Participation communautaire
La participation active des habitants de l’endroit ciblé dans des projets environnementaux est justement la philosophie qui guide la mission de ELI Africa, organisation fondée par l’Université de Yale, aux États-Unis, qui organise des séjours d’étudiants dans l’île pour la mise en œuvre de projets éducatifs, de concert avec des communautés locales, des experts et autres partenaires du pays. Avant d’être implémentés sur le terrain ces projets sont élaborés d’abord dans un souci d’empowerment social d’enfants issus de groupes vulnérables et n’ayant pas ou peu d’accès à l’éducation.
ELI Africa prône une pédagogie de l’expérimentation (en anglais hands on learning). À Maurice, elle est présente notamment à Roche-Bois, où elle gère un centre éducatif (voir hors-texte). Nadeem Nazurally, le Lead Project manager de ELI Africa à Maurice, indique que parallèlement à sa portée purement environnementale, le projet a pour objectif d’inculquer parmi les Mauriciens, particulièrement les jeunes générations, la culture de la mer. « ELI Africa a remarqué que cette culture de la mer est paradoxalement absente parmi notre population insulaire ; il n’y a qu’à considérer le nombre de personnes qui ne savent pas nager ou qui n’ont aucune conscience de la nécessité de préserver la beauté et la biodiversité de nos lagons. D’où la volonté d’impliquer les enfants et adolescents membres de l’ELI Africa Education Centre dans une phase ultérieure du projet afin de les responsabiliser vis-à-vis de la valeur de l’écosystème de nos lagons, qui sont leur bien commun. »

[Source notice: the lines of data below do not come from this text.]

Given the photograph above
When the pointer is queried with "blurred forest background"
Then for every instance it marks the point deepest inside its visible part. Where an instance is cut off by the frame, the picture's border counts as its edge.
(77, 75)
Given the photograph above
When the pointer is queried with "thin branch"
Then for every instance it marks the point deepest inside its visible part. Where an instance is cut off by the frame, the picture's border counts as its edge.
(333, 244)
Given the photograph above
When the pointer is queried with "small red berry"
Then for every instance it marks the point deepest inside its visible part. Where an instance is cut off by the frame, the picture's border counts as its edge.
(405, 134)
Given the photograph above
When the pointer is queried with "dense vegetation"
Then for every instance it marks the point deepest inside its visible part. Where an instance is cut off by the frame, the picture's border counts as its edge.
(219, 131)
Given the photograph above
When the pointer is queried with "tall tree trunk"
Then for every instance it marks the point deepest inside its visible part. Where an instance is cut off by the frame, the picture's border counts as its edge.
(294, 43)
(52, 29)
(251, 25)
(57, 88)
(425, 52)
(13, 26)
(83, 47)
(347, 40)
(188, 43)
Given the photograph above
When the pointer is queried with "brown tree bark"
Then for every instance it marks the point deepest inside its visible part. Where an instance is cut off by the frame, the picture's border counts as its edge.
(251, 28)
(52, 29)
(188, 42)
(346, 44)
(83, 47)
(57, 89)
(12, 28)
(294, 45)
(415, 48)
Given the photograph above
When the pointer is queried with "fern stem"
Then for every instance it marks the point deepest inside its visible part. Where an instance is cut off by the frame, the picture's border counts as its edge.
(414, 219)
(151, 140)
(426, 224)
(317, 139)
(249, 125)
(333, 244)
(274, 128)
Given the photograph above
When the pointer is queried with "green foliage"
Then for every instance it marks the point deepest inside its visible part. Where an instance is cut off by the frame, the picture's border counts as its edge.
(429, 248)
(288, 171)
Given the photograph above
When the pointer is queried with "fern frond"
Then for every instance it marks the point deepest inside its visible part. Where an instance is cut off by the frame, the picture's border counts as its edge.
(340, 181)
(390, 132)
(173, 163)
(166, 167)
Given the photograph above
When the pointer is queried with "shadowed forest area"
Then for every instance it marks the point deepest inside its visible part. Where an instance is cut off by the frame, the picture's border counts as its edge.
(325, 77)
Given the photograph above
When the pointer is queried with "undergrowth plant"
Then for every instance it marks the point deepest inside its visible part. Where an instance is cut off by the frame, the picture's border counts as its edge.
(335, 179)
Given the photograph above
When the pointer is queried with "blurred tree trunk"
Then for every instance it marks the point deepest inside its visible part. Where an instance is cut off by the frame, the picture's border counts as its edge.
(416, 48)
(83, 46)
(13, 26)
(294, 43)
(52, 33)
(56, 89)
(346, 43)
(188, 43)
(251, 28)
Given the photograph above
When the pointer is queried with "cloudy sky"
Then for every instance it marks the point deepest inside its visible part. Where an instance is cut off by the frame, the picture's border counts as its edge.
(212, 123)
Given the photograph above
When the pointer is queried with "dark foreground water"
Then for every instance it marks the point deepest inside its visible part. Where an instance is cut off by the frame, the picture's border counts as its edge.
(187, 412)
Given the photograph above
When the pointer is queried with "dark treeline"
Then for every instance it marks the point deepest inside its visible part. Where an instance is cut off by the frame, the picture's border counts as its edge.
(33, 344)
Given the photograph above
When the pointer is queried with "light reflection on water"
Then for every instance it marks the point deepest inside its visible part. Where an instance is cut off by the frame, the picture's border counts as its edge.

Le projet d’études de Nadeem Nazurally, Coral growths and feeding of aquacultured corals, faisant partie de celui en cours, depuis 2008, du Mauritius Institute of Oceanography, c’est tout naturellement que ce jeune diplômé de l’Université de Maurice issu de la première promotion, en 2010, de cours en Marine Science and Technology, a été approché par ELI Africa pour poursuivre la gestion du projet de ferme de coraux. « Trou-aux-Biches constitue un site idéal pour ce type de projet communautaire de réhabilitation du lagon de par sa population significative de pêcheurs vivant de la pêche artisanale et dont le gagne-pain quotidien dépend de la bonne santé du récif corallien ; ses nombreux restaurants et autres petits commerces de nourriture dépendent des prises de poissons pêchés localement pour leurs menus », explique Nadeem Nazurally.
Un constat établi par ELI Africa estime que cette station balnéaire est réputée internationalement pour sa plage, soulignant que la communauté locale tire une grande partie de ses revenus du tourisme, particulièrement de la plongée sous-marine et d’activités plaisancières. Autant d’acteurs locaux qui ont été consultés préalablement lors d’une grande rencontre le 16 juillet dernier en présence du président du conseil de village. « Nous sommes satisfaits du response à notre campagne de sensibilisation ; tous ceux présents ont compris les enjeux environnementaux et socio-économiques du projet et nombre de pêcheurs et de jeunes volontaires nous ont assuré de leur coopération et même proposé de venir nous aider au maintien en état de la ferme de coraux », affirme le Lead Project Manager d’ELI Africa. Celui-ci assurera le monitoring du projet ainsi que le nettoyage régulier du site afin de le débarrasser des petits escargots et autres algues qui pourraient venir s’y loger.
À terme, lorsque les boutures auront atteint la taille souhaitée pour leur transplantation, elles seront implantées dans d’autres endroits pour repeupler le lagon. ELI Africa envisage la tenue de causeries mensuelles à l’intention de la communauté locale de Trou-aux-Biches sur le rôle qu’ils sont appelés à jouer pour la viabilité du projet. D’autre part, ses jeunes adhérents débuteront leur apprentissage expérimental en bénéficiant dans un premier temps de cours de natation/plongée sous-marine pour ensuite apprendre les rudiments de la vie marine et de la maintenance d’une ferme de coraux.